Chapter 8: Search engine

Search Engine

How do search engine work?

        Internet search engines are special sites on the Web that are designed to help people find information stored on other sites. There are differences in the ways various search engines work, but they all perform three basic tasks:
  • They search the Internet -- or select pieces of the Internet -- based on important words.
  • They keep an index of the words they find, and where they find them.
  • They allow users to look for words or combinations of words found in that index.
        Early search engines held an index of a few hundred thousand pages and documents, and received maybe one or two thousand inquiries each day. Today, a top search engine will index hundreds of millions of pages, and respond to tens of millions of queries per day. In this article, we'll tell you how these major tasks are performed, and how Internet search engines put the pieces together in order to let you find the information you need on the Web.

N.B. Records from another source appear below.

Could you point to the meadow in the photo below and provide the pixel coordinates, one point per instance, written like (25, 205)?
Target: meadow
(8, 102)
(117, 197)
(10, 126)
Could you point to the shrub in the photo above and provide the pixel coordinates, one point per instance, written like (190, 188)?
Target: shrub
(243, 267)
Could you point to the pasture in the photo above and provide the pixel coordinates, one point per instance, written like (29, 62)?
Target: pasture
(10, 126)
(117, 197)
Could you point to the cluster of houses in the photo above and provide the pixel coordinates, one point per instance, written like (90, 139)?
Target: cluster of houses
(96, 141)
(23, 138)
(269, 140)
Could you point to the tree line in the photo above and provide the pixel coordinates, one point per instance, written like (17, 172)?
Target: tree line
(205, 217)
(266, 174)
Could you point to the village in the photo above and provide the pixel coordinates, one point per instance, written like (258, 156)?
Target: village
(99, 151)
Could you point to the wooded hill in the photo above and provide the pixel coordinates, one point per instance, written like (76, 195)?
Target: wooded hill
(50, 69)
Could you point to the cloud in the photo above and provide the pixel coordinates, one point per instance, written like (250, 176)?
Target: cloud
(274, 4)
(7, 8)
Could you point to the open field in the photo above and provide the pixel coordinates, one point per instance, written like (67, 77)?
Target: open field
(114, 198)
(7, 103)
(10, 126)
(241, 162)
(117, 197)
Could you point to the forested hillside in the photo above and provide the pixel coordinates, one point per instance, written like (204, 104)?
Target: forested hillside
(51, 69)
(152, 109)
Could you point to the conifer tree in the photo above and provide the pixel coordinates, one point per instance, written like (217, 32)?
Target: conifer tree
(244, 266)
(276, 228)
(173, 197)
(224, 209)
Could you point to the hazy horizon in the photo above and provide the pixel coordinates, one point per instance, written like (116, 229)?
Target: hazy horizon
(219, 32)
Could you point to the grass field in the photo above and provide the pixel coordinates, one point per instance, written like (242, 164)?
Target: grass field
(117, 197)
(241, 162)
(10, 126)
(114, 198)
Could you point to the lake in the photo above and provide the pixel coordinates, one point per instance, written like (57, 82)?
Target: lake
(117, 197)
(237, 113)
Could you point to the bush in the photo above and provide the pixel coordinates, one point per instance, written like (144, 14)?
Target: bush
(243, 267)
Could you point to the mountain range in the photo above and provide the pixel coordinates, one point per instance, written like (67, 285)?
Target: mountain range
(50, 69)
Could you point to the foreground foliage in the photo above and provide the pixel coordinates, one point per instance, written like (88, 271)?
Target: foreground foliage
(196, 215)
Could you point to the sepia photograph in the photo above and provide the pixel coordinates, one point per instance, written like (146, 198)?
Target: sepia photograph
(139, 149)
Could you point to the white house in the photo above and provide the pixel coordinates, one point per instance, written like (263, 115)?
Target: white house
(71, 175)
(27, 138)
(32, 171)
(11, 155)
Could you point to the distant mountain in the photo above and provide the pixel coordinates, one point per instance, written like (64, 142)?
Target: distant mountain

         Without them, it would be virtually impossible to locate anything on the Web without knowing a specific URL. But do you know how search engines work? And do you know what makes some search engines more effective than others?
When people use the term search engine in relation to the Web, they are usually referring to the actual search forms that searches through databases of HTML documents, initially gathered by a robot.

Did You Know...         The first tool for searching the Internet, created in 1990, was called "Archie". It downloaded directory listings of all files located on public anonymous FTP servers; creating a searchable database of filenames. A year later "Gopher" was created. It indexed plain text documents. "Veronica" and "Jughead" came along to search Gopher's index systems. The first actual Web search engine was developed by Matthew Gray in 1993 and was called "Wandex".